Tweet |
Kahramanmaraş’ta meydana gelen 7,7 ve 7,6 şiddetindeki iki deprem,
10’u aşkın kentte, 31 binin üzerinde can kaybı yaratırken;
etkisi, yıllarca sürecek ekonomik zarar meydana geldi.
İzmir Serbest Bölgesi (İZBAŞ) Yönetim Kurulu Başkanı Eyüp Sevimli,
Ocak ayı içinde; depremin ekonomik maliyetlerini konu alan,
“Yapısal Olmayan Risklerin Yönetimi” konulu
eğitim çalışmasına ev sahipliği yaptıklarını anımsatarak;
“Bu eğitimin ne kadar önemli olduğunu,
birkaç gün sonra yaşadığımız depremde anladık.
Hayatlarını kaybeden vatandaşlarımızın değerini, elbette ölçemeyiz.
Acıları, hepimizin yüreğini dağlıyor.
Hepsine, Allah’tan rahmet diliyoruz.
Ancak; bu acılardan gereken dersleri alarak,
Türkiye’yi yeni depremlere en üst seviyede hazırlayacak kaynakları,
garanti altına almalıyız.” dedi.
Dünyanın en riskli deprem ülkeleri arasında yer alan Türkiye’nin,
yaşadığı yıkımların azaltılması için
sürdürülebilir finansal kaynağa ihtiyaç duyduğunu kaydeden Sevimli,
İşsizlik Sigortası Fonu’nda başarıyla uygulanan sistemin;
Deprem Fonu’nda da uygulanmasını ve
amacı dışında kullanılmasını engelleyecek yasal güvenceye kavuşturulmasını, önerdi.

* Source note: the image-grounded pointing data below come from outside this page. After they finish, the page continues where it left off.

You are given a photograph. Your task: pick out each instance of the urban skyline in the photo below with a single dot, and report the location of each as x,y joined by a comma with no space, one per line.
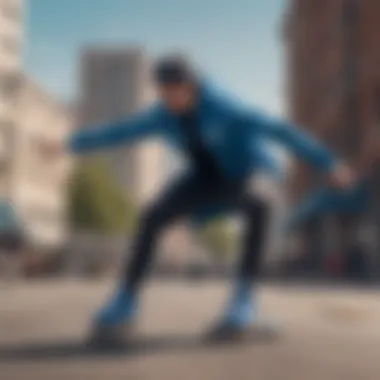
250,31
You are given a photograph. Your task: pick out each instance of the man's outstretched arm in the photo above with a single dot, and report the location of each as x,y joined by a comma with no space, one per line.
304,146
114,134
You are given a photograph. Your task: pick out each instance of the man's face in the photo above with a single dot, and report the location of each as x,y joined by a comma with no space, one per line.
178,97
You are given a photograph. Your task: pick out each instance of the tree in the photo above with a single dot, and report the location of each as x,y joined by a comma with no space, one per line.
219,237
96,203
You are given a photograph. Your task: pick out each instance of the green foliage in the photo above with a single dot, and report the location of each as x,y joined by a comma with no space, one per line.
219,237
96,203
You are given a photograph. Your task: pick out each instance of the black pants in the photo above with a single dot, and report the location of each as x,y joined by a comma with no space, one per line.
184,198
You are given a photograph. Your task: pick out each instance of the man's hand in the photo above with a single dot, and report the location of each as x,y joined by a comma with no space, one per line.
51,149
342,177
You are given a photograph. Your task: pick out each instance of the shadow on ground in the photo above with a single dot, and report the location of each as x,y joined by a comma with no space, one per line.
69,350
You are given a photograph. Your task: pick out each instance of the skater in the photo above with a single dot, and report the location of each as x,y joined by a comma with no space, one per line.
354,200
224,142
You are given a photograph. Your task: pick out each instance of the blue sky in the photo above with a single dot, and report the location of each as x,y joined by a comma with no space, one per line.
238,41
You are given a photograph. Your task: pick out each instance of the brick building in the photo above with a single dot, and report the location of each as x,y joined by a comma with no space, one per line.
333,58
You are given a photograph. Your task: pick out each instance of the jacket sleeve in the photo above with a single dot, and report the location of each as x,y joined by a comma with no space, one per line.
126,131
293,138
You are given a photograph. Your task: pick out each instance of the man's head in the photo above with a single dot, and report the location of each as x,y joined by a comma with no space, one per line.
176,81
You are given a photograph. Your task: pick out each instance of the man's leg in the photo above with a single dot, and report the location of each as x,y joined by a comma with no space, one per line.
241,309
181,198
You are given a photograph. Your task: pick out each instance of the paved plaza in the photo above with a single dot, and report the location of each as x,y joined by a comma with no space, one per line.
327,334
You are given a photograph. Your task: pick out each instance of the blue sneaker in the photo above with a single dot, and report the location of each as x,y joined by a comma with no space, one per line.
240,320
241,308
119,310
114,323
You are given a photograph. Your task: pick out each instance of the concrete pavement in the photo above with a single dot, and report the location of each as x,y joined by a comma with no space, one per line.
327,334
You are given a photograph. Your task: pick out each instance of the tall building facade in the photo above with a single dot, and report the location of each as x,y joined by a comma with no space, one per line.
31,183
11,33
333,57
114,84
38,184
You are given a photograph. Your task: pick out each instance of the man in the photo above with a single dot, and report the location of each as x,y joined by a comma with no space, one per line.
349,201
224,143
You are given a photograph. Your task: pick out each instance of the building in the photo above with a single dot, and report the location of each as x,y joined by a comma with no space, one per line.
34,185
37,183
333,58
11,33
114,83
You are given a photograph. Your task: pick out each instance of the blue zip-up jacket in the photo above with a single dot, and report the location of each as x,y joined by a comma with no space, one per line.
233,133
329,200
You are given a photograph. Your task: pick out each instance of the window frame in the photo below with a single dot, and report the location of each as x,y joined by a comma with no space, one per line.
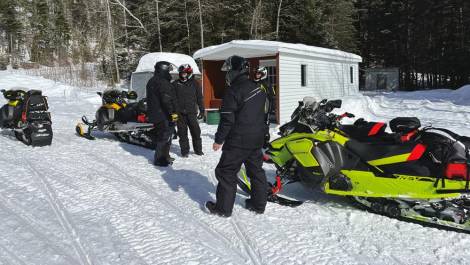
303,75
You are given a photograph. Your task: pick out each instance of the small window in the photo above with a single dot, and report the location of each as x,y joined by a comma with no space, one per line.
303,74
351,74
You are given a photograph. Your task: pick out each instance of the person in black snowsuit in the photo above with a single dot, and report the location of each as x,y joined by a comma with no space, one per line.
261,79
162,111
241,132
190,101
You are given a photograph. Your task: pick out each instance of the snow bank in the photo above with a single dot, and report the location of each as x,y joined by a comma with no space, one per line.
460,96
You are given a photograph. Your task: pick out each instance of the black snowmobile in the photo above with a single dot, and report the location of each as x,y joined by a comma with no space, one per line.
120,117
26,113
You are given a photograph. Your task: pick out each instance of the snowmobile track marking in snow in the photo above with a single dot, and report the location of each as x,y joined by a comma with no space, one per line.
252,254
12,255
34,227
62,215
139,184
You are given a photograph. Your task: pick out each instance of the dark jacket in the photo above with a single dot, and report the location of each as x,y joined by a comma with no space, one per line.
161,99
242,115
189,96
271,96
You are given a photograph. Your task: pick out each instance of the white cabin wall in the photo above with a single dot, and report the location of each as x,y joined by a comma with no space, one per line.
326,78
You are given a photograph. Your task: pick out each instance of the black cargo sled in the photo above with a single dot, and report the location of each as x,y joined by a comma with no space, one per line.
26,113
124,119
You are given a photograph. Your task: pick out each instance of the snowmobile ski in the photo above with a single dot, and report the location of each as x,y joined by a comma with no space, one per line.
284,201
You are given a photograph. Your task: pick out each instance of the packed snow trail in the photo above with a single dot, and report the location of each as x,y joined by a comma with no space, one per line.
103,202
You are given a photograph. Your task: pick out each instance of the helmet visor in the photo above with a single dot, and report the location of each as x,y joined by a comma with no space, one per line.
168,67
227,66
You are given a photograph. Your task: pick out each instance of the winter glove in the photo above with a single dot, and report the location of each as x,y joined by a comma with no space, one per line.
267,136
173,117
200,116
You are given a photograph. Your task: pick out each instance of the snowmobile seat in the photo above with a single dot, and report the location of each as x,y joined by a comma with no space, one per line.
374,151
365,131
404,125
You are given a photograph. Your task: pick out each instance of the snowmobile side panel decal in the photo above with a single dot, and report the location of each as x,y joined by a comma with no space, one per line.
13,103
390,160
302,151
415,154
366,184
114,106
281,157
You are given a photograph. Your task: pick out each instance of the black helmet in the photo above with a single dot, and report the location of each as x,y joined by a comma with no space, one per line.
185,68
163,69
261,73
235,66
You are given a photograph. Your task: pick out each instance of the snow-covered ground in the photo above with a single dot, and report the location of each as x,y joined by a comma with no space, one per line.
103,202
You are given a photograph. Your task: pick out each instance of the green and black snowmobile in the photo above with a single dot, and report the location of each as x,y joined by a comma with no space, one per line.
413,173
26,113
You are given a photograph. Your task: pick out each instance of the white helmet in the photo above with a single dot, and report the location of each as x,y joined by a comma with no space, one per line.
263,72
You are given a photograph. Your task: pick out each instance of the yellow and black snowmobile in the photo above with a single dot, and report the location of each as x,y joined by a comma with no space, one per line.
127,121
413,173
26,113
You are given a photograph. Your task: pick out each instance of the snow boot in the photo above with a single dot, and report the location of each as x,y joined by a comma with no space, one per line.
249,206
211,206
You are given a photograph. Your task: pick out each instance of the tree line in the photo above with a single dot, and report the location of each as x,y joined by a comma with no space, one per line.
429,40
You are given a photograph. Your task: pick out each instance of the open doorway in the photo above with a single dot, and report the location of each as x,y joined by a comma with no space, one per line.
271,66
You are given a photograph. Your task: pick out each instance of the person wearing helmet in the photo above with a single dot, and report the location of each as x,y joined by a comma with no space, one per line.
261,79
162,111
240,135
190,101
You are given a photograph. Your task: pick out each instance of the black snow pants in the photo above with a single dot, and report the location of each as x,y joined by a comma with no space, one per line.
226,173
164,132
186,121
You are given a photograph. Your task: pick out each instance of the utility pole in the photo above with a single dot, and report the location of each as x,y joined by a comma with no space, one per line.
278,18
111,36
200,23
158,27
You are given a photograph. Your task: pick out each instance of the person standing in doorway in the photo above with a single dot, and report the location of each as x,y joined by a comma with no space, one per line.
190,101
261,79
162,111
241,133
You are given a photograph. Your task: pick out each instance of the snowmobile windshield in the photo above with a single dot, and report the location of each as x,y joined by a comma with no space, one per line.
168,67
226,67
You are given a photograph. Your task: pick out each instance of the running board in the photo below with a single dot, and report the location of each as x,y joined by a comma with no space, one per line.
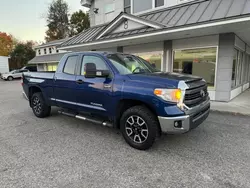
87,118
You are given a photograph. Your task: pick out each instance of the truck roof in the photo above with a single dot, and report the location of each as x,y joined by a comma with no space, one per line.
95,52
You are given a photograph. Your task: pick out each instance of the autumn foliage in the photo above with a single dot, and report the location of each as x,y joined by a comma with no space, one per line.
6,44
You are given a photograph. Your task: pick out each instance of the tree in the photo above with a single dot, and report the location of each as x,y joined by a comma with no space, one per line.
22,53
78,22
6,44
57,20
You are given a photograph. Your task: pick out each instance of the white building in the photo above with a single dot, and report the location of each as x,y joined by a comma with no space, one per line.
48,56
208,38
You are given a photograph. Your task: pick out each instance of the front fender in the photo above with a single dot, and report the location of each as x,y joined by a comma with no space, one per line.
144,92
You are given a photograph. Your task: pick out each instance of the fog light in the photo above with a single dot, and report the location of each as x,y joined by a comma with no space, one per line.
178,124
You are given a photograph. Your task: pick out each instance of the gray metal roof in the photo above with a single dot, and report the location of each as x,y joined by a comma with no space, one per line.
199,12
85,36
192,13
47,58
52,43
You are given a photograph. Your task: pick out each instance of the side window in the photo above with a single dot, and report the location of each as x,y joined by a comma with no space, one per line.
70,65
100,64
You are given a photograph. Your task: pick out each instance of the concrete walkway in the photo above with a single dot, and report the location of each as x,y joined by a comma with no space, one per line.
239,105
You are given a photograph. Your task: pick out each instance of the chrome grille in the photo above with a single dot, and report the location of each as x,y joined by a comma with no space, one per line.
196,94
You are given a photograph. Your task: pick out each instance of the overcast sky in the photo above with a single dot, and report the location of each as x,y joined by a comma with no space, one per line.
25,19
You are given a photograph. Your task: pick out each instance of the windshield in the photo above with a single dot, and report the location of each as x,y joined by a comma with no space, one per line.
130,64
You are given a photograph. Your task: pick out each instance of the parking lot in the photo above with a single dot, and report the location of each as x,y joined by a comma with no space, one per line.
60,151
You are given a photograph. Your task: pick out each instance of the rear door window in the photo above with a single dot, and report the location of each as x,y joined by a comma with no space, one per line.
100,64
70,65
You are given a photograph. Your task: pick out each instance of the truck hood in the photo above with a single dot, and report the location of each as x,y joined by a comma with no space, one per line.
164,78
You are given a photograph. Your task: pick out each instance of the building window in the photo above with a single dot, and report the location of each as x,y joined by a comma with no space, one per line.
70,65
127,6
52,67
109,8
199,62
159,3
237,68
142,5
154,58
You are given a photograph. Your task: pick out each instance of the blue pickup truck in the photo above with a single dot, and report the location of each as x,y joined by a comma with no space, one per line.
120,90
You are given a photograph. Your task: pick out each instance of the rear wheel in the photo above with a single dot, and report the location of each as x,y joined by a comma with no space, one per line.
139,127
10,78
39,106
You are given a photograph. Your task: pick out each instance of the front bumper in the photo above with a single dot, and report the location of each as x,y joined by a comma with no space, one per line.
181,124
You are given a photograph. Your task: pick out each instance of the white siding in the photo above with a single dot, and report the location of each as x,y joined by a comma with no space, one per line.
236,92
196,42
103,17
4,64
141,48
248,49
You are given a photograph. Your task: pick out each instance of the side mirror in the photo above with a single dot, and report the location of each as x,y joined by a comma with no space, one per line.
91,72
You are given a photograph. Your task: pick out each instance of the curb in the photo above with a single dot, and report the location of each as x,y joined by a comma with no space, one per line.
230,112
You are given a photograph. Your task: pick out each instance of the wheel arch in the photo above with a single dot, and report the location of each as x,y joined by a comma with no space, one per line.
32,90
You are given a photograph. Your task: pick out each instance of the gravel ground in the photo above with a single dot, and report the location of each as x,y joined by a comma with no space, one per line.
60,151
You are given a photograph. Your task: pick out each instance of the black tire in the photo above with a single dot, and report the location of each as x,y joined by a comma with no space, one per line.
139,129
39,106
10,78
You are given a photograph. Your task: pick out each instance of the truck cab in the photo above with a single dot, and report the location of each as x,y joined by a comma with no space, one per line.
123,91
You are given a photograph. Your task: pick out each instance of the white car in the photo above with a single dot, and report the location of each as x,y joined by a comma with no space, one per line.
13,74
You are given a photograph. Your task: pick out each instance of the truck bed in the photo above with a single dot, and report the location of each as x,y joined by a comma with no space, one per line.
40,75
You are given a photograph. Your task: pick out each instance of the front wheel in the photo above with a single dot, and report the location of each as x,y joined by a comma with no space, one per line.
139,127
39,106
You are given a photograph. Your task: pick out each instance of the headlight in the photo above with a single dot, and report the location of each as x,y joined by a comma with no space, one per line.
171,95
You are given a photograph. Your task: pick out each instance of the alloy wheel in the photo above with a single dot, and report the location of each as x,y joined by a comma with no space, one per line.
136,129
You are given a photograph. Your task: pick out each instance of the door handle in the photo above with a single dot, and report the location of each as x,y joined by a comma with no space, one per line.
79,81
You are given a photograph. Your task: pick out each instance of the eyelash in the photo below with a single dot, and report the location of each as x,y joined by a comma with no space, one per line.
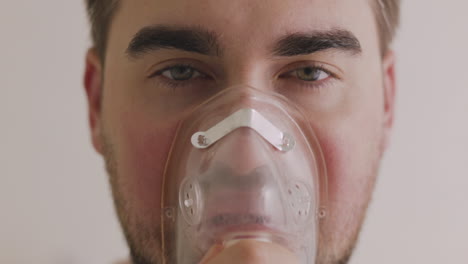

Deprem Fonu’nu oluşturacak kaynakların,
toplumun tüm kesimlerince adil olarak karşılanması gerektiğine dikkat çeken Eyüp Sevimli,
şu değerlendirmeyi yaptı:
“1999 yılından bugüne, başarıyla uygulanan İşsizlik Sigortası Fonu;
iyi bir uygulama örneği olarak, karşımızda duruyor.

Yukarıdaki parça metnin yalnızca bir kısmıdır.